54.049°N, 159.443°E; summit elev. 1513 m
All times are local (unless otherwise noted)
KVERT reported that a thermal anomaly over Karymsky was visible in satellite images on 9 and 11-12 April; the volcano was quiet or obscured by clouds on the other days during 8-15 April. Explosions produced ash plumes that rose to 6 km (19,700 ft) a.s.l. and drifted SSW, based on satellite data acquired at 0810 on 20 April, local time. Explosions continued and within an hour produced larger ash plumes that rose 9.8-10 km (32,100-32,800 ft) a.s.l. and drifted almost 30 km NE. KVERT raised the Aviation Color Code to Red (the highest level on a four-color scale). Dates are based on UTC times; specific events are in local time where noted.
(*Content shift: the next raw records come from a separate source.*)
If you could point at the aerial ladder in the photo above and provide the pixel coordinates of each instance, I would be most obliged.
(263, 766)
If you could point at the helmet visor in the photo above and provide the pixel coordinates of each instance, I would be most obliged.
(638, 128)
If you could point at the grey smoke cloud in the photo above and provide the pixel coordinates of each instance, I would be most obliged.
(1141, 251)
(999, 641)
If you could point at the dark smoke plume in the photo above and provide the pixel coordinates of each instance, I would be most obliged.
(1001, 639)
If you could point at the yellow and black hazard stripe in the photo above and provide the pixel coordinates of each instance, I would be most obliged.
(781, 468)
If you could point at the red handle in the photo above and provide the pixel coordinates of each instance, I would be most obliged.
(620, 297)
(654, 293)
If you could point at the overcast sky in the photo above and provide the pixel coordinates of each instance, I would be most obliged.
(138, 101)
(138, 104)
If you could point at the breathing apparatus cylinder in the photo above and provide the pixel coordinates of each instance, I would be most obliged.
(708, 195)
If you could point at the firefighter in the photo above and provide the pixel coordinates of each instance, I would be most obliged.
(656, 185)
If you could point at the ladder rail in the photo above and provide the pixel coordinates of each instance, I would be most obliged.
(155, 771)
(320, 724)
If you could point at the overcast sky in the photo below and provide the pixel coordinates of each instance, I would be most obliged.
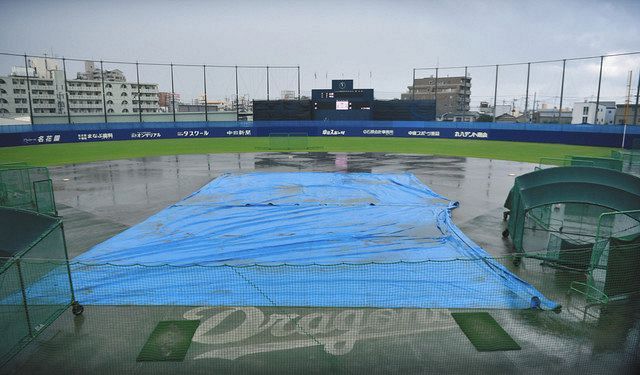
(379, 41)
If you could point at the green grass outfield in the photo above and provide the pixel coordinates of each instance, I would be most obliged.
(67, 153)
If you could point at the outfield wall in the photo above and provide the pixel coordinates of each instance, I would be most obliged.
(588, 135)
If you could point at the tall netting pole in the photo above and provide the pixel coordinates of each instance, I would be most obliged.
(237, 97)
(173, 95)
(595, 118)
(66, 90)
(413, 85)
(204, 79)
(435, 96)
(104, 98)
(564, 64)
(495, 95)
(635, 112)
(139, 98)
(526, 95)
(298, 82)
(26, 72)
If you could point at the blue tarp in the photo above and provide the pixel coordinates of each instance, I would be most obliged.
(301, 239)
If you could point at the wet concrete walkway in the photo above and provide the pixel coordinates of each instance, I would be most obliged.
(98, 200)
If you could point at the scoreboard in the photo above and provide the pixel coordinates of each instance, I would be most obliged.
(342, 102)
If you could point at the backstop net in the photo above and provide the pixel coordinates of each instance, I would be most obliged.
(32, 249)
(26, 187)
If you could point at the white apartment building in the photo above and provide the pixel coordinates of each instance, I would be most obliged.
(585, 113)
(85, 93)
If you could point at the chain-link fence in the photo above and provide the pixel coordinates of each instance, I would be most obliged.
(24, 237)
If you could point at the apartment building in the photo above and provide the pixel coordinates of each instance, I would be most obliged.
(453, 93)
(87, 94)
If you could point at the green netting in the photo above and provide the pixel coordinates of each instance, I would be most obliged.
(630, 160)
(484, 332)
(24, 237)
(234, 338)
(558, 209)
(169, 341)
(615, 260)
(27, 188)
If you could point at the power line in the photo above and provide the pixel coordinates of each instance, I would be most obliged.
(531, 62)
(151, 63)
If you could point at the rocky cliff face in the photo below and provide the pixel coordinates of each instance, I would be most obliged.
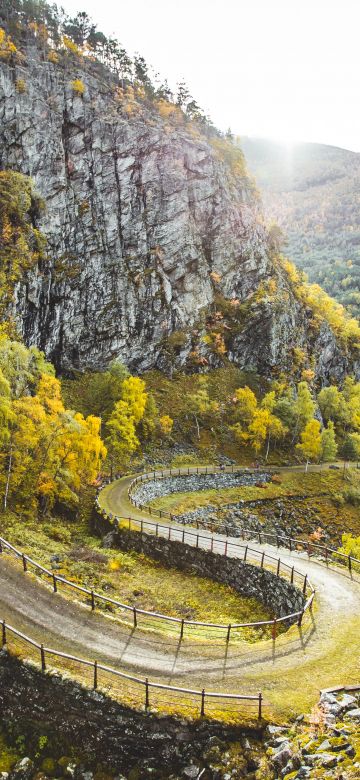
(140, 213)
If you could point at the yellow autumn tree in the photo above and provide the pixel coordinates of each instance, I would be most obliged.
(310, 442)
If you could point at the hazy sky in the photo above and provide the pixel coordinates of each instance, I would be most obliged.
(285, 69)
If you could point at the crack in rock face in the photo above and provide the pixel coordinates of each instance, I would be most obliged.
(140, 214)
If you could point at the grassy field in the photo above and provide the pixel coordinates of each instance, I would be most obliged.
(131, 577)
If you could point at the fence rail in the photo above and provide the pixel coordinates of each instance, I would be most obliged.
(153, 619)
(278, 540)
(138, 691)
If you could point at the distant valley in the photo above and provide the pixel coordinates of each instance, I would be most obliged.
(313, 192)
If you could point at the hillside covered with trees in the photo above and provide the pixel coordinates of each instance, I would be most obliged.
(313, 192)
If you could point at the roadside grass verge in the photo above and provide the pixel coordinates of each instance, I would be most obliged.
(331, 507)
(134, 579)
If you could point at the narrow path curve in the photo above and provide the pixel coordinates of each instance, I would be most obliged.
(322, 653)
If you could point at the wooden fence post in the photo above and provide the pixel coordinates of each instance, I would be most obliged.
(274, 629)
(42, 655)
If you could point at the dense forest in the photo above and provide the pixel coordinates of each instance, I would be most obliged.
(313, 192)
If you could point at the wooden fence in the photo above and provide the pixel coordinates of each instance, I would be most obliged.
(133, 691)
(328, 554)
(153, 620)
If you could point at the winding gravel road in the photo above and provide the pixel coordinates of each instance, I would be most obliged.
(290, 672)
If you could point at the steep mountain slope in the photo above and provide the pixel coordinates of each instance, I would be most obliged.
(313, 192)
(157, 247)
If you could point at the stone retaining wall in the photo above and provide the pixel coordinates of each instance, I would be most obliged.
(274, 592)
(144, 492)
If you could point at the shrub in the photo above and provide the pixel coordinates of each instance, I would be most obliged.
(352, 496)
(71, 46)
(7, 47)
(20, 85)
(58, 533)
(78, 87)
(53, 56)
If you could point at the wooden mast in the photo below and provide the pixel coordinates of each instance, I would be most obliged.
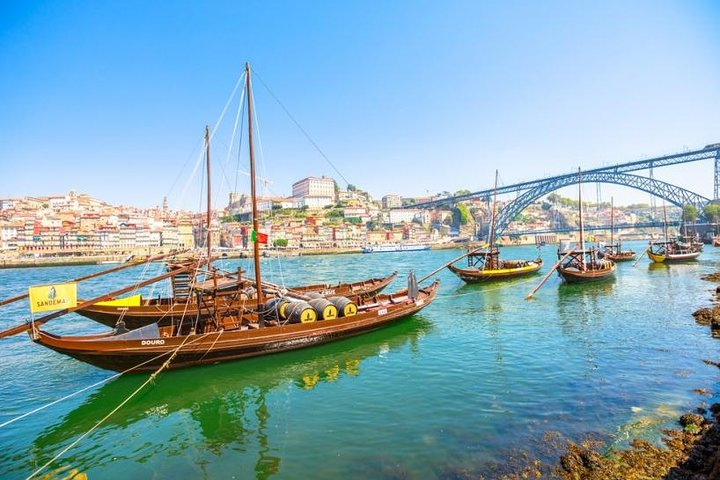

Geological Summary. Karymsky, the most active volcano of Kamchatka's eastern volcanic zone, is a symmetrical stratovolcano constructed within a 5-km-wide caldera that formed during the early Holocene. The caldera cuts the south side of the Pleistocene Dvor volcano and is located outside the north margin of the large mid-Pleistocene Polovinka caldera, which contains the smaller Akademia Nauk and Odnoboky calderas. Most seismicity preceding Karymsky eruptions originated beneath Akademia Nauk caldera, located immediately south. The caldera enclosing Karymsky formed about 7600-7700 radiocarbon years ago; construction of the stratovolcano began about 2000 years later. The latest eruptive period began about 500 years ago, following a 2300-year quiescence. Much of the cone is mantled by lava flows less than 200 years old. Historical eruptions have been vulcanian or vulcanian-strombolian with moderate explosive activity and occasional lava flows from the summit crater.